それらをクローゼットの隅にでも、まとめて隠しちゃいましょうか」
女児声は相変わらずかわいい。
「そこに隠したとして、
思春期の女子のカンとやらで、見つけ出されたどうするんだよ」
「隠すところは、
こともなげに、クモミンは言う。
「そんな座布団とか、ここにはないんだけど」
それほど良い考えとは思えないから、そう返した。
「隠したクローゼットの隅に、表面感触付きの光学迷彩バリアを張っちゃいましょう。
バリアの表面は、座布団の感触が再現されるから、もし触っても座布団としか思わないでしょう」
なんか良さそうだ。
「おお、すっげえな、超高度文明は」
とりあえず、見られちゃいけないものは、クモミンの助言に従ってどうにか隠した。
一応、女子が来るのだから、
持っている私服の中から、少しましなものをチョイスして着替えておいた。
午後2時半になると、フライが登場した。
フライが中空から取り出したのは、
4人が使えるサイズの、会議用の長方形ローテーブルだ。
天板は四つに分解でき、四つの足も簡単に取り外せるので、使わない時は小さくなって部屋の片隅に収納できる便利品だ。

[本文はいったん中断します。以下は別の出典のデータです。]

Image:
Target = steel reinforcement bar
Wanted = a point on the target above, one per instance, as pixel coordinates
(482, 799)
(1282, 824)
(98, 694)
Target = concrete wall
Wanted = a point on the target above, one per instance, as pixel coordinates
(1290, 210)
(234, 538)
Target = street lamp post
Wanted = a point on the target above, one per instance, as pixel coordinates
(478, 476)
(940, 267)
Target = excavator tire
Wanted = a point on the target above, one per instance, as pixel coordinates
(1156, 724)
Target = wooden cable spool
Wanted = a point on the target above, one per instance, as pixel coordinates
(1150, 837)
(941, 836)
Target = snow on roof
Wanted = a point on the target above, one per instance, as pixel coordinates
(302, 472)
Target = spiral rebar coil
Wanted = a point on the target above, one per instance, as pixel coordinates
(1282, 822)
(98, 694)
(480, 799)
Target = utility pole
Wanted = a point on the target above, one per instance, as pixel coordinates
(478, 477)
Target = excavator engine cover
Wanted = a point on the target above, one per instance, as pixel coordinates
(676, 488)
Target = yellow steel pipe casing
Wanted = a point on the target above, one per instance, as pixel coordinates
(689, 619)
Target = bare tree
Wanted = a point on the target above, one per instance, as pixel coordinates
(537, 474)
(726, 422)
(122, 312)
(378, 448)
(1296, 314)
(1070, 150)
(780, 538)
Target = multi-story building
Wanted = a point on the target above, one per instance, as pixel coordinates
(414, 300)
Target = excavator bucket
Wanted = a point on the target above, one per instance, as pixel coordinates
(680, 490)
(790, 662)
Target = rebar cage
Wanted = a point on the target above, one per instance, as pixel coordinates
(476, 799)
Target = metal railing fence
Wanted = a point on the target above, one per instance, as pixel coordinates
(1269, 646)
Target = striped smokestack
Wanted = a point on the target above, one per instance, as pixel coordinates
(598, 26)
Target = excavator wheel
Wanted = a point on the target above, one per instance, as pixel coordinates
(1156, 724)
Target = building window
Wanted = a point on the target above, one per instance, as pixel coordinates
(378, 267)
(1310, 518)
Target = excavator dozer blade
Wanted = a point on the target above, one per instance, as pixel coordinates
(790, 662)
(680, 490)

逆に組み立ても、精巧に作られているので簡単に組み上がり、しっかりしている。
こんなに精巧な家具が、突然オレの部屋にあったら、母さんがびっくりしそうだな。
「技術家庭の時間に作ったものだと言えば、
家族にも説明がつくだろ」
フライはいつも簡単そうに言うな。
「こんなにこった仕組みの家具なんて、すぐバレるだろうし、
そもそも技術家庭なんて教科は高校には無いよ」
「そこは、うまくごまかしてくれ。
これから会議では、いつも使う家具だからね」
そう言って、フライは消えた。
ついでに、いつの間にかクモミンも姿を消していた。
まあ何とかなるか、なるのかなぁ、、、
午後3時丁度に玄関の呼び鈴が鳴った。